On Thursday, stocks experienced a significant downturn during trading, continuing the decline initiated at the end of the previous session. All major indices have noted a decline, with the Nasdaq, heavily weighted with technology stocks, experiencing the steepest drop.
At present, the major indices are hovering near their session lows. The Nasdaq has fallen by 374.39 points, marking a 2.0% decrease to 18,233.54. The S&P 500 has decreased by 73.58 points or 1.3%, landing at 5,740.09, while the Dow has ducked down 263.72 points or 0.6% to 41,877.82.
The sell-off on Wall Street is driven by unfavorable reactions to earnings reports from tech giants Microsoft (MSFT) and Meta Platforms (META).
Shares of Microsoft have plunged by 5.9% following the company's announcement of better-than-expected first-quarter fiscal results, which were overshadowed by disappointing revenue forecasts for the current quarter.
Similarly, Meta, the parent company of Facebook, skidded by 2.7% despite reporting third-quarter earnings that surpassed estimates, as the user growth fell short of expectations. Meta has also projected an increase in capital expenditure due to its investments in artificial intelligence (AI).
Investors are also responding to key consumer price inflation data, which has generally aligned with economists’ forecasts. The Commerce Department noted that its personal consumption expenditures (PCE) price index rose by 0.2%, with the annual growth rate decelerating to 2.1%, both figures meeting anticipations.
However, the core PCE price index, which strips out food and energy costs, remained static from the previous month at 2.7% rather than slowing to the expected 2.6%. This marginally higher-than-anticipated core price increase could exacerbate existing concerns that the Federal Reserve might decelerate interest rate cuts.
"The year-over-year core PCE print indicated a 2.7% increase, suggesting that the Fed is still facing challenges in this final phase of controlling inflation and achieving their goal," said Quincy Krosby, Chief Global Strategist for LPL Financial. She further noted, "Although a 25-basis point reduction in interest rates at the next Fed meeting is anticipated, the Fed must recognize that with enduring consumer spending, increased wages from a series of successful strikes, and a robust labor market, they must adopt a 'gradual' strategy towards reducing rates until the Federal Open Market Committee is comfortable that inflation isn't likely to surge."
Adding to concerns of slower rate reductions, a Labor Department report indicated that initial jobless claims unexpectedly dropped to a five-month low last week.
Sector Analysis
Software stocks, heavily influenced by Microsoft's downturn, are experiencing notable weakness, contributing to a 3.9% drop in the Dow Jones U.S. Software Index.
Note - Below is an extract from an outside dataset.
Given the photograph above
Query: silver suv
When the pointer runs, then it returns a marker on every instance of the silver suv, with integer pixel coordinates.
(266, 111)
Semiconductor stocks are also showing significant weakness, as seen with the Philadelphia Semiconductor Index's 3.7% decline, marking it as the lowest intraday level in over a month.
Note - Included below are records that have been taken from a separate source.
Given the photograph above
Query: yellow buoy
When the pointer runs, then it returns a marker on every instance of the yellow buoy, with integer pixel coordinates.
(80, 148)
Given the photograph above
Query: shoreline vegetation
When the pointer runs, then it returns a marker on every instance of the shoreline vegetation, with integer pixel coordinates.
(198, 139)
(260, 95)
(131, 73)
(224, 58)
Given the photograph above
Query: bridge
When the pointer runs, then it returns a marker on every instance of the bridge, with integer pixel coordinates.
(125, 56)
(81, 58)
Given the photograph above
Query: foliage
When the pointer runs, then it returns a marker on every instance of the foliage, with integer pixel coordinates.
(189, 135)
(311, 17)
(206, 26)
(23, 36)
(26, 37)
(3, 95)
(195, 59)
The prices of gold stocks have also plummeted alongside the precious metals market, leading to a 3.0% decrease in the NYSE Arca Gold Bugs Index.
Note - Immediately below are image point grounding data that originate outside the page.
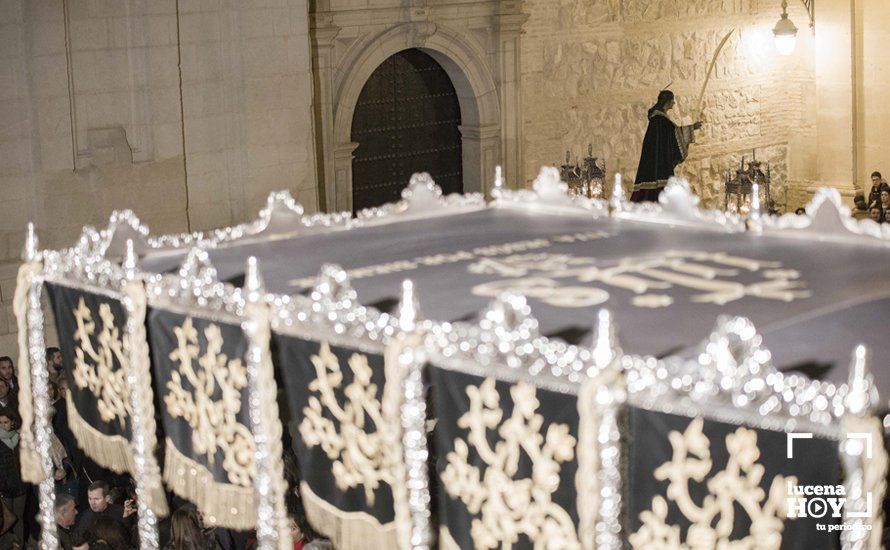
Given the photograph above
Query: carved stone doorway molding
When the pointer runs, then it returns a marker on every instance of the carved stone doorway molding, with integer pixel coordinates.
(477, 46)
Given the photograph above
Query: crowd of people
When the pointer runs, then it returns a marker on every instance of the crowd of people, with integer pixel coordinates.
(878, 202)
(96, 508)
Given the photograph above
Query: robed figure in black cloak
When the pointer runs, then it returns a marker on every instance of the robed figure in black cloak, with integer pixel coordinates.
(664, 147)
Notable weaknesses are present in computer hardware, networking, and retail stocks. Conversely, utilities and energy stocks are managing to resist the prevailing downward trend.
Global Markets
In foreign markets, stock indices across the Asia-Pacific region predominantly fell on Thursday. Japan's Nikkei 225 Index dropped by 0.5%, and Hong Kong's Hang Seng Index decreased by 0.3%. However, China's Shanghai Composite Index defied the trend and rose by 0.4%.
European markets have similarly trended downward. The French CAC 40 Index decreased by 0.9%, the U.K.'s FTSE 100 Index is down by 0.7%, and the German DAX Index is lower by 0.5%.
In the bond market, treasuries have retracted following slight gains in the previous sessions. Consequently, the yield on the benchmark ten-year note, which inversely follows its price, has increased by 4.7 basis points to 4.311%.